In Romano v. Steelcase Inc., 907 N.Y.S.2d 650, the Supreme Court of New York granted Defendant’s Motion for access to Plaintiff’s current and historical social networking pages and accounts.  Id. at 651.  Plaintiff argued, unsuccessfully, that production of her social media account would violate her right to privacy which outweighed Defendant’s need for the information.  Id. at 655.  However, the Court held, “Plaintiff’s who place their physical condition in controversy may not shield from disclosure material which is necessary to the defense of the action.  Accordingly, in an action seeking damages for personal injuries, discovery is generally permitted with respect to materials that may be relevant both to the issues of damages and the extent of a plaintiff’s injury.”  Id. at 652 (emphasis added).

Similarly in McMillen v. Hummingbird Speedway, Inc., 2010 Pa. Dist. & Cnty. Dec.
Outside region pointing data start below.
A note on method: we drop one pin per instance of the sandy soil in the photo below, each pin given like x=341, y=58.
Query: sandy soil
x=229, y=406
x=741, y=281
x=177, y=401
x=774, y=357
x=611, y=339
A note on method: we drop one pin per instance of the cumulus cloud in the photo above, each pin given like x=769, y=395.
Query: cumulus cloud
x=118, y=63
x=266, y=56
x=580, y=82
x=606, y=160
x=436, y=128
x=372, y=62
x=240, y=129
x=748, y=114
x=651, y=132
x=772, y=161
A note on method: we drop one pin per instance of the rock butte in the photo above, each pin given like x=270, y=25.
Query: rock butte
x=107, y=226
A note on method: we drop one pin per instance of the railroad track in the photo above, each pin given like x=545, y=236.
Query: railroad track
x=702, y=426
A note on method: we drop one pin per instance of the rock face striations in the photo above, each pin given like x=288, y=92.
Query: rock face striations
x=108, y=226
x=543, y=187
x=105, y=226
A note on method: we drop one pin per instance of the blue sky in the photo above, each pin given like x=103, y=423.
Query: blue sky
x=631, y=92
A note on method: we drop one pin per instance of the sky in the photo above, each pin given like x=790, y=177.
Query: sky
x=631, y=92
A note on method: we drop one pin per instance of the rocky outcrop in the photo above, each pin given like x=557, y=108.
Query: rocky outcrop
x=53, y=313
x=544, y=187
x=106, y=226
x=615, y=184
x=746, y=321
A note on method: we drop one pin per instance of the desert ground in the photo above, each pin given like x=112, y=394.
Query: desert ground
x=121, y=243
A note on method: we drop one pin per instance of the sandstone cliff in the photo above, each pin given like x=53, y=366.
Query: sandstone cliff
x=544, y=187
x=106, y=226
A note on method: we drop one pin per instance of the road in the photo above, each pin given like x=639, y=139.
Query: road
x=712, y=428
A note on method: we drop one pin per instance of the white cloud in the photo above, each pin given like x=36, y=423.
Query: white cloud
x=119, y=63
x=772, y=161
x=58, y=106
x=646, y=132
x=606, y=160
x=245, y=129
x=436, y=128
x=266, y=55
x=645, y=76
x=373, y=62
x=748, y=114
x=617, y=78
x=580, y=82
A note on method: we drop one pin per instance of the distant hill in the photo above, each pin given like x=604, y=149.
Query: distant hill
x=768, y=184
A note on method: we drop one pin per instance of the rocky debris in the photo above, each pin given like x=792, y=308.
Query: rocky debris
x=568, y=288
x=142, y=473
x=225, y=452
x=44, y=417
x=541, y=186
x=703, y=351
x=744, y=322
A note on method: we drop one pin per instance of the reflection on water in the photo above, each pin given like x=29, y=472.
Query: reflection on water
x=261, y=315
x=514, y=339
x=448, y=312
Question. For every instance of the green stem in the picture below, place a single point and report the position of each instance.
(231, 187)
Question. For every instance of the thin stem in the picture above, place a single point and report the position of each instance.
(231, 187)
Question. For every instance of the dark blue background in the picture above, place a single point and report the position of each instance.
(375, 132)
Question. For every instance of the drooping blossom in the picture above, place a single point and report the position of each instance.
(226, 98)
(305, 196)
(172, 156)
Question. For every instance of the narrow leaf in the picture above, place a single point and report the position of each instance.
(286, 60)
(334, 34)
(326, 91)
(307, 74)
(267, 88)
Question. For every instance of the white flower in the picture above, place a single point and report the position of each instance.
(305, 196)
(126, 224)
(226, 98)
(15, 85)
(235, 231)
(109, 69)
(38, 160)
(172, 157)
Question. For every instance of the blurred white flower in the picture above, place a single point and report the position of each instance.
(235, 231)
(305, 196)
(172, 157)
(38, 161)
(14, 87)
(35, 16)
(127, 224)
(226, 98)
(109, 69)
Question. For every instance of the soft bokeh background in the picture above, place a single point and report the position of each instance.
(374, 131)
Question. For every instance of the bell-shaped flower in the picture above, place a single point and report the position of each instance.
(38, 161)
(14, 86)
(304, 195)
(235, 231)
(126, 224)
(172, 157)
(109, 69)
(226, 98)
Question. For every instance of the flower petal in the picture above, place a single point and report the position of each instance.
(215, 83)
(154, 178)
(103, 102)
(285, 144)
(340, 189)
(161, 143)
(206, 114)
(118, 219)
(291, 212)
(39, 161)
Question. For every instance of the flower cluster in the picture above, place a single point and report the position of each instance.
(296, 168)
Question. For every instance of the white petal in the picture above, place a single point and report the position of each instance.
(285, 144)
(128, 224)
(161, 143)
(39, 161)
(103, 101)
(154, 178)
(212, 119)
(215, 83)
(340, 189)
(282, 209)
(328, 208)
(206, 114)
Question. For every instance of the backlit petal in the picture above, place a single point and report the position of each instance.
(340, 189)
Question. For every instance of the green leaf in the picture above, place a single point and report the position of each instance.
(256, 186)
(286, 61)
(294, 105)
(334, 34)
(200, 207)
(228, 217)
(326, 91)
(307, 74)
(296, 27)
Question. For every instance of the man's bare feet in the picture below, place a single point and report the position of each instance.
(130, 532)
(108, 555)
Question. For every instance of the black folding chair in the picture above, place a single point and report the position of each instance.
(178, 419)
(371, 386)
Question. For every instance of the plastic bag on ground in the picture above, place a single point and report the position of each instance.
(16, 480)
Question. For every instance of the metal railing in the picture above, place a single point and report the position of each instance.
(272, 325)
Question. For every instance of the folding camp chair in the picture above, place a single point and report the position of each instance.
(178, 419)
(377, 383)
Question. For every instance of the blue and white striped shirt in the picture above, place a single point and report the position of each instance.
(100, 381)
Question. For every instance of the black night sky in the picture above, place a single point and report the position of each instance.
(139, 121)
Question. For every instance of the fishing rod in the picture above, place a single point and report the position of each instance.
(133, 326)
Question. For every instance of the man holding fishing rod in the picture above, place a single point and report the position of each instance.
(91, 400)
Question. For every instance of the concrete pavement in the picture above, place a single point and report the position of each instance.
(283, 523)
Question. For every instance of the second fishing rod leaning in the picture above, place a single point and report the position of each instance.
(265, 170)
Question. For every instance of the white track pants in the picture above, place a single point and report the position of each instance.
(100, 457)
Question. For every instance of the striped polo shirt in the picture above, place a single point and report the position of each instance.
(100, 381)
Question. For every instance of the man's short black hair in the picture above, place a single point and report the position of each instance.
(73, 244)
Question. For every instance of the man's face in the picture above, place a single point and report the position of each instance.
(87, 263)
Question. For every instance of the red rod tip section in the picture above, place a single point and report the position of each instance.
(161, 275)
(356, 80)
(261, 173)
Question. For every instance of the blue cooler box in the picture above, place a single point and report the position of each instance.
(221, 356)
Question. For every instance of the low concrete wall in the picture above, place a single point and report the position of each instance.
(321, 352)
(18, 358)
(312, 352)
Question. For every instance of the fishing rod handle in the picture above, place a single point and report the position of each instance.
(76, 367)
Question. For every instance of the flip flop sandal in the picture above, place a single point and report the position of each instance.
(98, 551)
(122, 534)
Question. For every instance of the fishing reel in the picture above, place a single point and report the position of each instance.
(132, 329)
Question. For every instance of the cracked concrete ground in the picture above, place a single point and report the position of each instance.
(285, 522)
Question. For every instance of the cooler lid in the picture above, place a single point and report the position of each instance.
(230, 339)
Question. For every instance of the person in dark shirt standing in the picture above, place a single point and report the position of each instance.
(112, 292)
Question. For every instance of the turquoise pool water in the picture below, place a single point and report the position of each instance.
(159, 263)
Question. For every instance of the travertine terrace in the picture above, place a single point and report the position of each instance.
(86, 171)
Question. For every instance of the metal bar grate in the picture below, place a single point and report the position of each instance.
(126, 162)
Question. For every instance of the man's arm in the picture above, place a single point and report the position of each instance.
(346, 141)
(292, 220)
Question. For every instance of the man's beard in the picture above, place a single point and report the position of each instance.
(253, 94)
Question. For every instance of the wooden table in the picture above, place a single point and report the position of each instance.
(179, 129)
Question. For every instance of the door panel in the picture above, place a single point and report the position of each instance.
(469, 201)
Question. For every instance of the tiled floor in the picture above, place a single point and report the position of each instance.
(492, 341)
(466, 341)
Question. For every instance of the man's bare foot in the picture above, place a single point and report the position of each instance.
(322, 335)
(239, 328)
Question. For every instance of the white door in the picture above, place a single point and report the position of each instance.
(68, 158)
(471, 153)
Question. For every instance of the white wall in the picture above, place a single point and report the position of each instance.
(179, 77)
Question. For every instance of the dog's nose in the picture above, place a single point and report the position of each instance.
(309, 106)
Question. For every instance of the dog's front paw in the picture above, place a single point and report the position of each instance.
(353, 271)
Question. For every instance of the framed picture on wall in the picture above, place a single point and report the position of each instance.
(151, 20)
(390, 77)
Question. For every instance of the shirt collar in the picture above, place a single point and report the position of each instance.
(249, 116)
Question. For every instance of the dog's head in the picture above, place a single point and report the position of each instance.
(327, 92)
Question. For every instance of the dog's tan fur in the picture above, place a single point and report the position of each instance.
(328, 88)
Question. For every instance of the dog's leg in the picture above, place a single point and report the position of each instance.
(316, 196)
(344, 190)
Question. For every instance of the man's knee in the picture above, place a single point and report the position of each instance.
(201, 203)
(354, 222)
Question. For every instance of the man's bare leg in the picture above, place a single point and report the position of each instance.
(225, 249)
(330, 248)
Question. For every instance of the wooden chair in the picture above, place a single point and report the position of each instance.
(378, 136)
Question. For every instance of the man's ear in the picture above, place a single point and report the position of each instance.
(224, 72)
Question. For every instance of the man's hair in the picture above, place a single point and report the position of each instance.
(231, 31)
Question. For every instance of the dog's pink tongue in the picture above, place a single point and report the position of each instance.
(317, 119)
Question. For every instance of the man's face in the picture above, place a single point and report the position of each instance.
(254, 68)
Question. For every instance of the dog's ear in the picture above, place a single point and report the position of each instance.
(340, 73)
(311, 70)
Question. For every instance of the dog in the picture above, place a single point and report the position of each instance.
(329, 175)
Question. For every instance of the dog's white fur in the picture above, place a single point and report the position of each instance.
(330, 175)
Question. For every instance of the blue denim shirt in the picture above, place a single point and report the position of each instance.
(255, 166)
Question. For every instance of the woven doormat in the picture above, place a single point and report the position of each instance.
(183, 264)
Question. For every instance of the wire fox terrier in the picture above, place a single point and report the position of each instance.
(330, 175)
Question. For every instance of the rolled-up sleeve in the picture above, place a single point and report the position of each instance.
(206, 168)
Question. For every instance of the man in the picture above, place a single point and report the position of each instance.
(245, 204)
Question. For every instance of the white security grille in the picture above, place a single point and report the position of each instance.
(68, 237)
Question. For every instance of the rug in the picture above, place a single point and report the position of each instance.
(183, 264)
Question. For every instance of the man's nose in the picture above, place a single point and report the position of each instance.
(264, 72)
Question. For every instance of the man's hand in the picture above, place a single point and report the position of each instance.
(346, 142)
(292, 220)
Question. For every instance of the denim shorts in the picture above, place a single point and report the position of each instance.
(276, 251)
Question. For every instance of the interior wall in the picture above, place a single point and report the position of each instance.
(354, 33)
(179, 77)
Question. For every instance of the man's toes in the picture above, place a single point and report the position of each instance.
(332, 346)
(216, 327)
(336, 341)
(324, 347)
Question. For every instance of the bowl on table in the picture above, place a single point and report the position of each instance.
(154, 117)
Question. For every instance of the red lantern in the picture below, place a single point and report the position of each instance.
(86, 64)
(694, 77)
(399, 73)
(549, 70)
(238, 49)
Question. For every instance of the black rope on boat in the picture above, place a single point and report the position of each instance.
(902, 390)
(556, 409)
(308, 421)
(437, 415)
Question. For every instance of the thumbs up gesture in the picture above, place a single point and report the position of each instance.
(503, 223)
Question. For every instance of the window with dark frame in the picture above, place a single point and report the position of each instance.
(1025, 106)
LEXIS 270, a Pennsylvania Court granted Defendant’s Motion to Compel Plaintiff’s Facebook and MySpace usernames and passwords.  Id. at *13.  The Court explained the countervailing benefits of allowing  Defendant access to Plaintiff’s social media account  in a personal injury claim “cannot be overstated,” as a “lack of injury or inability is relevant to [Defendant’s] defense, and it is reasonable to assume [Plaintiff] may have made additional observations about his travels and activities in private posts not currently available to the defendants.”  Id. at *11.  Finally, the Court stated a Plaintiff’s social media account is relevant, and therefore discoverable, because “the search for truth should prevail to bring to light relevant information that may not otherwise have been known.” Id. at *12.

In conclusion, Plaintiff’s social media accounts can be useful tools in defending a personal injury lawsuit, while gaining access to this information should become easier thanks to the liberal scope of Discovery in the Arkansas Rules of Civil Procedure.  Whether Plaintiff post a contradictory picture of herself following an alleged “horrific” accident or she shares a video of her daily exercise routine while claiming disability, typically useful and damaging evidence can be found on various social media platforms, which is a status all defense attorneys should like.